When I’ve talked to people about Madame Papillon, some have asked “but how do you know if you’re in burnout?” Apart from saying that if you feel your (work) life has just crumbled and you can’t imagine ever picking yourself up from the floor, I thought it might be useful to have a closer look at the recognised symptoms.

There are established methods to determine whether someone is burning out or not. The original Maslach Burnout Inventory is aligned with the World Health Organisation’s definition of burnout:

Burn-out is a syndrome conceptualized as resulting from chronic workplace stress that has not been successfully managed. It is characterized by three dimensions:

– feelings of energy depletion or exhaustion;

– increased mental distance from one’s job, or feelings of negativism or cynicism related to one’s job; and

– reduced professional efficacy.

WHO 11th Revision of the International Classification of Diseases (ICD-11)

Mensura, the Belgian expert in workplace health and safety, sees the main symptoms to look out for as physical and psychological exhaustion; memory and concentration problems; emotional outbursts; mental (and physical) detachment and then three secondary symptoms – mental stress complaints (sleep problems, panic attacks), psychosomatic stress complaints (tension headaches) and a depressed mood.

Let’s look at those one at a time.
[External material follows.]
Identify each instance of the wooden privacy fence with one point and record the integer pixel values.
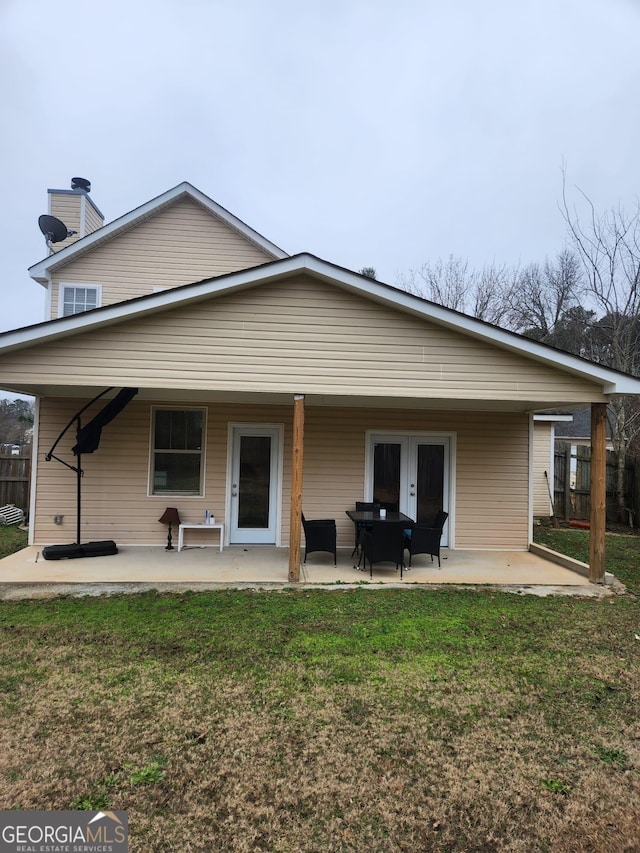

Physical and psychological exhaustion is when someone is literally running on empty. That colleague who usually contributes to meetings now hanging back quietly and not taking part. Memory and concentration problems might make someone miss deadlines or make mistakes. Emotional outbursts might mean someone exploding with anger when even slightly contradicted; or bursting into tears when given less than positive feedback. Disconnection from work is a form of self-protection – the enthusiastic worker may now act with indifference. All these things together, accompanied perhaps by other stress-related disruptions to sleep, physical pain with psychological roots or a depressed mood are strong indicators that a person is burnt out.

The Maslach Burnout Inventory (version francaise ici) is a the gold standard in diagnostic tools, but it is not freely available, so there are other tools that may be helpful in indicating how affected you are by burnout.

As burnout is a term that originally referred to work stress, it is labelled by the World Health Organisation as an “occupational phenomenon” rather than a medical condition. This is constantly evolving however, and research is ongoing into other forms of burnout, including parental burnout and even pandemic burnout. Depending on the kind of burnout you may be experiencing, self-tests may be more or less effective.

If you complete a diagnostic test and believe you are in burnout, the first step is to speak to your doctor. She or he will be able to determine the next steps for you to take, whether they are medical, psychological or coaching-related. Madame Papillon is here, of course, to complement that support when you are ready.